For model 1, we set the parameters describing the distribution for \(a_{0,i}\) and \(b_{0,i}\) to produce un-informative/flat priors. For our example, these values work:

\[ \begin{aligned} \mu_a & = 3 \\ \mu_b & = 1 \\ \sigma_a & = 10 \\ \sigma_b & = 10 \end{aligned} \]

For model 2, we set the standard deviations to a very small value and give the mean parameters somewhat flexible distributions. These work:

\[ \begin{aligned} \mu_a & \sim \mathrm{Normal}(3, 1) \\ \mu_b & \sim \mathrm{Normal}(1, 1) \\ \sigma_a & = 0.001 \\ \sigma_b & = 0.001 \end{aligned} \]

As mentioned, an alternative for model 2, which I’ll call model 2a, is to reduce the parameters from 2N to 2 and specify these priors for what are now population-level only parameters, like this:

\[ \begin{aligned} a_{0} & \sim \mathrm{Normal}(3, 1) \\ b_{0} & \sim \mathrm{Normal}(1, 1) \end{aligned} \]

For model 3, we set values that lead to priors that are reasonably intermediate between the model 1 too flat and model 2 too narrow priors. These work:

\[ \begin{aligned} \mu_a & = 3 \\ \mu_b & = 1 \\ \sigma_a & = 1 \\ \sigma_b & = 1 \end{aligned} \]

Finally, model 4 has distributions for all 4 parameters. These work for our example

\[ \begin{aligned} \mu_a & \sim \mathrm{Normal}(3, 1) \\ \mu_b & \sim \mathrm{Normal}(1, 1) \\ \sigma_a & \sim \mathrm{HalfCauchy}(0,1) \\ \sigma_b & \sim \mathrm{HalfCauchy}(0,1) \end{aligned} \]

Comment on terminology

I have been talking about 4 different models (or 5 if you count model 2a). As I’m sure you realized, some models are structurally the same, just with different choices for the priors. In a Bayesian framework, the priors (which includes choices for both the distribution and values) are part of the model, thus in that sense, model 1 and 3 can be considered different models, even if we only change the values for the variance priors. For the purpose of this tutorial I’ll take that perspective and consider them separate models.

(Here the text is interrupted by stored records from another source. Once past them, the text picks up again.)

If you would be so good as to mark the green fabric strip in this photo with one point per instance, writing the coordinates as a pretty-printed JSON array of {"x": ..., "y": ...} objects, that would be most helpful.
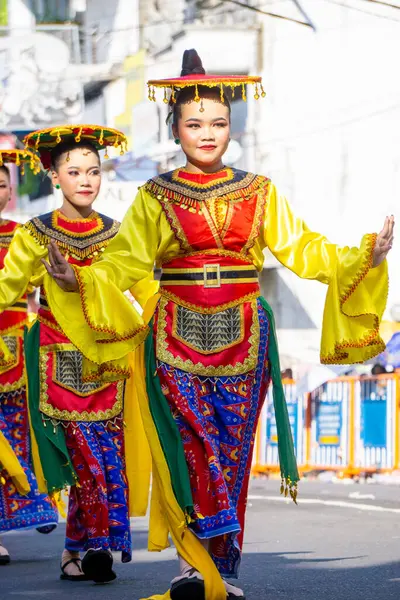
[
  {"x": 287, "y": 458},
  {"x": 167, "y": 430},
  {"x": 57, "y": 468}
]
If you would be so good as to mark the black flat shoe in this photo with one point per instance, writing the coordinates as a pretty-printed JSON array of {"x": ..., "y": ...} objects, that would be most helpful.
[
  {"x": 46, "y": 529},
  {"x": 97, "y": 566},
  {"x": 189, "y": 588},
  {"x": 66, "y": 577}
]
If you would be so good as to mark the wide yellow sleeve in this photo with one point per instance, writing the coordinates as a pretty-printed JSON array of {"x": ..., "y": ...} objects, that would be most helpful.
[
  {"x": 21, "y": 262},
  {"x": 357, "y": 292},
  {"x": 143, "y": 290},
  {"x": 100, "y": 320}
]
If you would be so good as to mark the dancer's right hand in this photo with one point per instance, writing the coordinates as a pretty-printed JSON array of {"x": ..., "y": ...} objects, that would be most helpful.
[{"x": 60, "y": 270}]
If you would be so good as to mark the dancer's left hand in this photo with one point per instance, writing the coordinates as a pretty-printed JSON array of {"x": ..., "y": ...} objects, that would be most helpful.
[{"x": 384, "y": 242}]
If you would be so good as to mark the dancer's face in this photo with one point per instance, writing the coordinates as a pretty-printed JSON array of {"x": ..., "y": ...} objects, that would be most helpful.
[
  {"x": 79, "y": 175},
  {"x": 5, "y": 190},
  {"x": 204, "y": 135}
]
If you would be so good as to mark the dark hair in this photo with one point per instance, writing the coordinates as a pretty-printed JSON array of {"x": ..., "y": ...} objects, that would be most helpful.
[
  {"x": 192, "y": 65},
  {"x": 68, "y": 146},
  {"x": 5, "y": 170},
  {"x": 187, "y": 95}
]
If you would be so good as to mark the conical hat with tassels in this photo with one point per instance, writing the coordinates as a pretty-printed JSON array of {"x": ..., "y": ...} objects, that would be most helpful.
[
  {"x": 45, "y": 140},
  {"x": 194, "y": 75}
]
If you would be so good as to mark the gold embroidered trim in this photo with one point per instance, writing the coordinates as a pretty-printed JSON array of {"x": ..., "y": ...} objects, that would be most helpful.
[
  {"x": 371, "y": 338},
  {"x": 104, "y": 369},
  {"x": 161, "y": 189},
  {"x": 215, "y": 181},
  {"x": 79, "y": 248},
  {"x": 11, "y": 387},
  {"x": 164, "y": 355},
  {"x": 12, "y": 362},
  {"x": 259, "y": 212},
  {"x": 210, "y": 310},
  {"x": 212, "y": 225},
  {"x": 65, "y": 415},
  {"x": 76, "y": 234},
  {"x": 175, "y": 225},
  {"x": 139, "y": 332},
  {"x": 207, "y": 352}
]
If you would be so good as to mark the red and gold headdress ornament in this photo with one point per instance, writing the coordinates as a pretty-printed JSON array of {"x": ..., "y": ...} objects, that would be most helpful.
[
  {"x": 44, "y": 141},
  {"x": 20, "y": 158},
  {"x": 193, "y": 75}
]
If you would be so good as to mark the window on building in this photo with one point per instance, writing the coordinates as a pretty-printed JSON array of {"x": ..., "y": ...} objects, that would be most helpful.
[{"x": 50, "y": 11}]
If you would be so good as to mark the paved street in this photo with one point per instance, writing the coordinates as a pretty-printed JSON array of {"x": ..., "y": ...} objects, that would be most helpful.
[{"x": 341, "y": 543}]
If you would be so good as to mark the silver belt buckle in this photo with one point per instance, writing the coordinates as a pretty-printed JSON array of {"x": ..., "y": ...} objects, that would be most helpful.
[{"x": 212, "y": 283}]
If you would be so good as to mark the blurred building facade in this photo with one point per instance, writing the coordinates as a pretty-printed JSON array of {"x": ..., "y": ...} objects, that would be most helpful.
[{"x": 326, "y": 134}]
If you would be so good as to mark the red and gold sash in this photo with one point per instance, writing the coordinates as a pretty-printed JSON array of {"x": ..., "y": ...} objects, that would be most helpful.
[{"x": 207, "y": 320}]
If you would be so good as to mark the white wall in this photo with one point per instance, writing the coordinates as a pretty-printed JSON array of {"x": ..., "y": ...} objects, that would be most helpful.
[
  {"x": 118, "y": 25},
  {"x": 329, "y": 129}
]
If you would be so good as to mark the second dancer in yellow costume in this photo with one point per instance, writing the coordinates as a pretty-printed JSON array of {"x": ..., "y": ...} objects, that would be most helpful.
[{"x": 78, "y": 425}]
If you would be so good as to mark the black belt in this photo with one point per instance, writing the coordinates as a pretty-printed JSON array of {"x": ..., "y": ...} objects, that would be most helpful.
[{"x": 211, "y": 275}]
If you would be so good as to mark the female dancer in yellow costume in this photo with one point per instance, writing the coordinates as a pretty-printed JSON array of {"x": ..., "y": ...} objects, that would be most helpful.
[
  {"x": 22, "y": 506},
  {"x": 77, "y": 424},
  {"x": 211, "y": 350}
]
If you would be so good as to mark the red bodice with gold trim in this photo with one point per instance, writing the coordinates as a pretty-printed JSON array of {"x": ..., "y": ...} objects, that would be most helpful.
[{"x": 207, "y": 319}]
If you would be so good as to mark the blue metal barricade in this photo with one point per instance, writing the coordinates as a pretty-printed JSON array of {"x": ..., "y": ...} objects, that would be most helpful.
[
  {"x": 267, "y": 446},
  {"x": 375, "y": 423},
  {"x": 329, "y": 446}
]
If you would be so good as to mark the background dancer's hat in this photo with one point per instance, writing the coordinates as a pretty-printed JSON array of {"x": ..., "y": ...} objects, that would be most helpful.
[
  {"x": 193, "y": 75},
  {"x": 45, "y": 140},
  {"x": 20, "y": 158}
]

It also makes it easier to talk about them by giving each their own label/number.

Simulating data

So far, we’ve specified some mathematical/statistical models. It’s now time to implement them in R. We’ll use these models both for fitting data (in the next parts of this tutorial) and for simulating data, which we are doing now. This involves translating the models into R code, then running them to simulate data. I’ll show the code with explanations and commentary in the following sections.

Note that we can use any of the models to both generate simulated data, and to fit the simulated data. The model used for data generation and fitting it do not need to be the same. We’ll look at that more as we go along. The following code produces simulated data for (some of) the models.

It’s often useful to go slow and type your own code, or copy and paste the code chunks below and execute one at a time. However, if you are in a hurry, you can find the code shown below in this file.

General settings

## General settings
set.seed(123) #for reproducibility
# days at which we assume outcome is measured
timevec <- c(0.1,1,3,5,7,10,14,21,28,35,42)

#different number of individuals per dose to make it clearer which is which
#also, that's the structure of the data which motivated the tutorial
Nlow = 7; Nmed = 8; Nhigh = 9; filename = "simdat.Rds"
#if you want to explore how model fitting changes if you increase sample size
#turn on this line of code
#this is used in part 4 of the tutorial
#Nlow = 70; Nmed = 80; Nhigh = 90; filename = "simdat_big.Rds"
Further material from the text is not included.